"Papes, Prelats, Princes, Rois, Empereurs
L'ont au cellier mis avec reuerence,
Ce Vin de vie efface les erreurs,
Et donne a l'Ame une saincte esperance."
This strange design reminds one somewhat of a little chapel near Partenkirchen, Tyrol. Up the hill is a Way of the Cross and at the summit a tiny chapel containing a life-size figure of our Lord, behind a grating. At his feet is a pool of water—I imagine with some miraculous powers; a cup fastened by a chain allows the passer-by to drink thereof. But the strange part is the supply of water which comes from our Lord's wounds, and fills the pool—symbolic of His being the living water, the well from which whosoever drinketh obtaineth everlasting life. The idea is somewhat materialistic and startling to the mundane dweller in cities, but to the simple-minded inhabitants of Tyrol it is full of poetry.
The oldest glass in S. Étienne is in the upper windows of the apse, representing the apparitions of Christ, to the disciples on the road to Emmäus, to the Magdalen, to S. Peter, and to the three Maries. In the western rose window the Eternal Father is vested in the insignia of the Pope, that common device of 16th century Ultramontanism. Far better is the design of a window on the north side of the nave: the Eternal Father seated in glory, with the book of the seven seals on His knees; the Lamb opens it, the four-and-twenty Elders sit around, and Angels pour the Divine anger from chalices upon the earth. The donors were evidently a large family, for they fill up all the lower part of the window, one behind the other, devoutly kneeling upon their knees. Some little scenes from the legend of S. Claude are charming in colour and design; so, too, are those from the life of the Virgin.
In one of the chapels of the nave we see a family repast, symbolising the wedding feast of the Gospel. The banquet is prepared, but the guests are not ready; one is going to fetch his wife, another takes an excursion to his country house, a third is inspecting a couple of oxen—but all beg to be excused.
The glass of S. Étienne was given by enthusiastic parishioners; indeed, so much rivalry took place amongst them, to fill the church with richly coloured windows, that the authorities were obliged to restrain their eagerness, and to point out that the bells, the porch, and other parts of the building required their aid.

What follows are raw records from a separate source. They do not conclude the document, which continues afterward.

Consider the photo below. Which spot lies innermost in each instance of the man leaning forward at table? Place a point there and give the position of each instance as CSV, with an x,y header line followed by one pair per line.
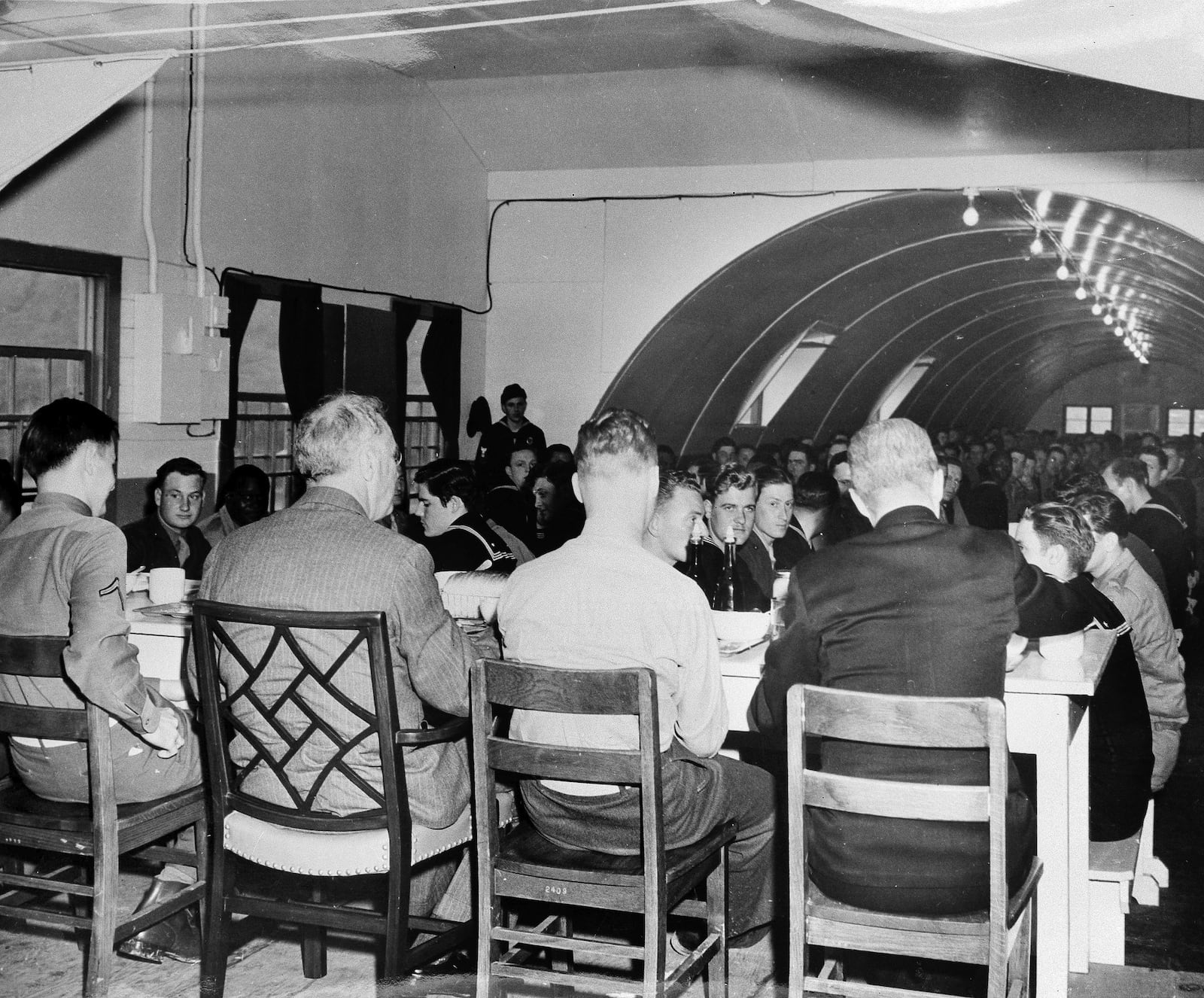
x,y
602,601
63,572
327,552
915,607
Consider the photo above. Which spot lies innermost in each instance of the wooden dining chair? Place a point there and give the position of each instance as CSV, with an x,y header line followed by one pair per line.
x,y
519,863
305,841
997,937
88,839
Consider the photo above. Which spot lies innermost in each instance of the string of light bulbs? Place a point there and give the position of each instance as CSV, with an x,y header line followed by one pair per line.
x,y
1120,317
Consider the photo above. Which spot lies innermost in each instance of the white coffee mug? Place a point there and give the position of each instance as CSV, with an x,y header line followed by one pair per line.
x,y
166,586
1063,649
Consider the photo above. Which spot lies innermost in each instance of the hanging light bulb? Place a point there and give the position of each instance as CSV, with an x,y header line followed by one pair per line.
x,y
969,217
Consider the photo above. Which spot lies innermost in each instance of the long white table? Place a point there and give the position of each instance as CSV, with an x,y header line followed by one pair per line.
x,y
162,643
1047,717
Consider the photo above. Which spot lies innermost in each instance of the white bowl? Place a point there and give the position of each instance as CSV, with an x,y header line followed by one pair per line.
x,y
740,628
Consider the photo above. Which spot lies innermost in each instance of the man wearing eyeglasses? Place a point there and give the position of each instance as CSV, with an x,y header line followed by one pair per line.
x,y
169,537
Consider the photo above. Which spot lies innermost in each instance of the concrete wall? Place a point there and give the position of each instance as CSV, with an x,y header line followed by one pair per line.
x,y
1126,383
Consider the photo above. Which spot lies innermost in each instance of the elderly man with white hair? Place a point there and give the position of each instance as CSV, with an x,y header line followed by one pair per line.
x,y
915,607
327,552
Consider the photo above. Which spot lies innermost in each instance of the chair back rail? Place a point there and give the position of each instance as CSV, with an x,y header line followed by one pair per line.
x,y
39,655
278,727
915,723
920,802
565,691
937,723
600,766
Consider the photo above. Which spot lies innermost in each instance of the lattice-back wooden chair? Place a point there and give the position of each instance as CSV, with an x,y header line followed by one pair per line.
x,y
100,831
304,839
521,863
997,937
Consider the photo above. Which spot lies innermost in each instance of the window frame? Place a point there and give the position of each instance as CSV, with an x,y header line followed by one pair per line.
x,y
102,373
1195,421
1090,419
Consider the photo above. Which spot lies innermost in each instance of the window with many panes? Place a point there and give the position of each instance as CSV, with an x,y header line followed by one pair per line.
x,y
58,335
1185,423
1087,419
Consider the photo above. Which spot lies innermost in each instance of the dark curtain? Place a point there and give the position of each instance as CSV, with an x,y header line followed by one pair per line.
x,y
303,348
244,295
441,371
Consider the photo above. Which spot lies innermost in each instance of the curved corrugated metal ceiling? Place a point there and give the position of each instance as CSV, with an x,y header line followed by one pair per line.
x,y
902,277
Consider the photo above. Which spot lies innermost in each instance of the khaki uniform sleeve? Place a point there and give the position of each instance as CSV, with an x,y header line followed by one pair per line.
x,y
99,659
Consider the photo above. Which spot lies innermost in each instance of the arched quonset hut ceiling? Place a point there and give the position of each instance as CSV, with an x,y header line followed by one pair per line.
x,y
901,277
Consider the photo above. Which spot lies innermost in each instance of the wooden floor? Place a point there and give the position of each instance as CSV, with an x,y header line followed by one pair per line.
x,y
1165,944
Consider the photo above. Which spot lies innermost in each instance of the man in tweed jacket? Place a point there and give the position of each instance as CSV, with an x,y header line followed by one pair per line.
x,y
325,552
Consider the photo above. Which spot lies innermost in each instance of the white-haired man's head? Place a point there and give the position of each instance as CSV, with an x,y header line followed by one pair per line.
x,y
345,442
894,465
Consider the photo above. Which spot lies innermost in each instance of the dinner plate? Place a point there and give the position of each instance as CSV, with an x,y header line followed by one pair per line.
x,y
181,610
736,648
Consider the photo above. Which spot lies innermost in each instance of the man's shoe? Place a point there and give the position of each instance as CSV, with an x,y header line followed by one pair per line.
x,y
178,937
686,941
455,962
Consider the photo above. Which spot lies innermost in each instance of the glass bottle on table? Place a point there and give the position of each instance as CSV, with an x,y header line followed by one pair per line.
x,y
728,592
694,554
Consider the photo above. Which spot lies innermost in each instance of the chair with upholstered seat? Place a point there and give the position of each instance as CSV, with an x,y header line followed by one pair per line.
x,y
523,865
997,937
306,839
100,831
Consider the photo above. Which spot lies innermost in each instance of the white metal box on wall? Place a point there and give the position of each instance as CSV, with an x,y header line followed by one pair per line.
x,y
181,364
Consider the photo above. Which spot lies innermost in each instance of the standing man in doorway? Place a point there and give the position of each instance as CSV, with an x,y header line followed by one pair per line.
x,y
169,537
509,434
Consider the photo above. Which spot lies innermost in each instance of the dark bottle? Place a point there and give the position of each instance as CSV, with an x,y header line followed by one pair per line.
x,y
694,554
728,592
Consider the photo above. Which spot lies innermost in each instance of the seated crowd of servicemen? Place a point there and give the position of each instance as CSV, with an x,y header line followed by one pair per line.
x,y
903,580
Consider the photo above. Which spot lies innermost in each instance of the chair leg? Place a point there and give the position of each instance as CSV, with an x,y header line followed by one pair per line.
x,y
104,920
1019,962
564,962
313,941
217,925
716,972
654,953
397,935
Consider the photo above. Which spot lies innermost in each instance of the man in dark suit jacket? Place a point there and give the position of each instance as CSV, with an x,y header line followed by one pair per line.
x,y
169,537
914,607
772,546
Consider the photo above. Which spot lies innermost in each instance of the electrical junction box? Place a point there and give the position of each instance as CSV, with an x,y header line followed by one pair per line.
x,y
181,363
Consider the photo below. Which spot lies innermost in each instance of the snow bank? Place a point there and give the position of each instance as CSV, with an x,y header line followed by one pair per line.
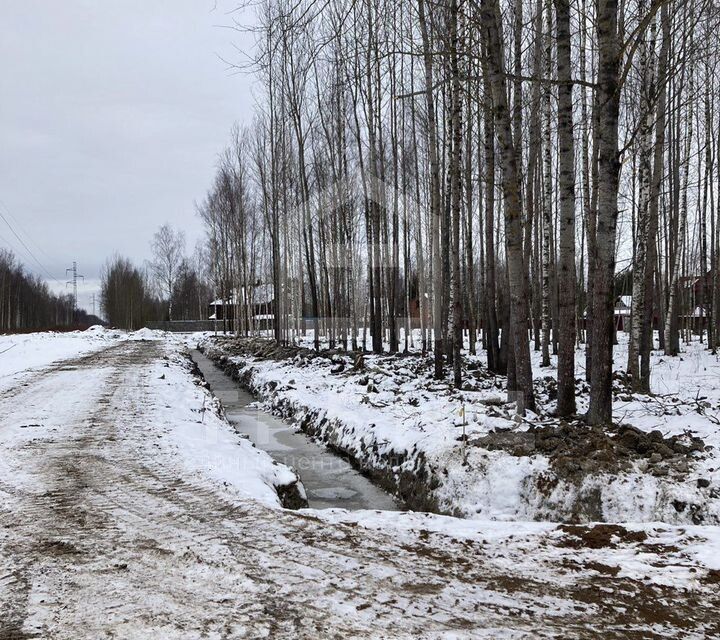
x,y
207,444
21,354
406,432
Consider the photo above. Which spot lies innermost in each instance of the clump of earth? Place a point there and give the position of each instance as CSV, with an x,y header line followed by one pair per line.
x,y
575,448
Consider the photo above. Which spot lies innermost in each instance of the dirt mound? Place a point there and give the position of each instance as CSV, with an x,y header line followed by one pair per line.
x,y
599,536
577,448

It was at S. Étienne that Monseigneur Sibour, archbishop of Paris, was assassinated in 1857, during the neuvaine[65] of S. Geneviève. The procession had travelled round the church, and was re-entering the nave, when the assassin, a discontented priest, rushed at the prelate and stabbed him. He was carried into the presbytery, but died soon after.
The main attraction of S. Étienne is the tomb of S. Geneviève. Long before the Panthéon ceased to be the church of the maid of Nanterre, it was to S. Étienne that the faithful journeyed to pray for her intercession, and to have their belongings laid upon her coffin. Here, any day, but especially during the octave of her fête, you may see people bringing handkerchiefs, rosaries, crosses, towels, etc., to be placed in the shrine, in order to carry the Saint's blessing and help to the sick and the suffering at home. The stone coffin is said to have been found in the crypt of the abbey church during its demolition in 1801, but whether it be the original one in which Saint Geneviève was buried in 511 it is impossible to say, as it is so surrounded by ornamental ironwork that its workmanship cannot be studied; but the effect of the little chapel containing this tombeau, with its lights and flowers and stained-glass, is very charming, and during the neuvaine, when the church is ablaze with candles, and hundreds of people font queue to the shrine, it is a sight not easily forgotten.
The history of this culte is elaborately worked out. S. Geneviève was buried, it is asserted upon pretty good authority, in the crypt of the old abbey church of the Holy Apostles.
When the Normans overran the country, the monks took up the body of their patroness, and carried it off to distant parts in a wooden box. Peace being restored, the religious went back to their abbey and repaired the various tombs, among others those of S. Prudence and S. Céran, Bishop of Paris; but the remains of S. Geneviève were not replaced in the stone coffin in which they had previously been laid. A splendid châsse was made for their reception, and until the Revolution, upon every occasion that the good citizens of Paris fell into any grievous trouble, the reliquary was carried about, up and down the "mountain," in and out of the tortuous streets, as a means of gaining the intercession of the patron Saint. And no less honoured was the empty tomb; the faithful paid their respects to that, after having visited the châsse.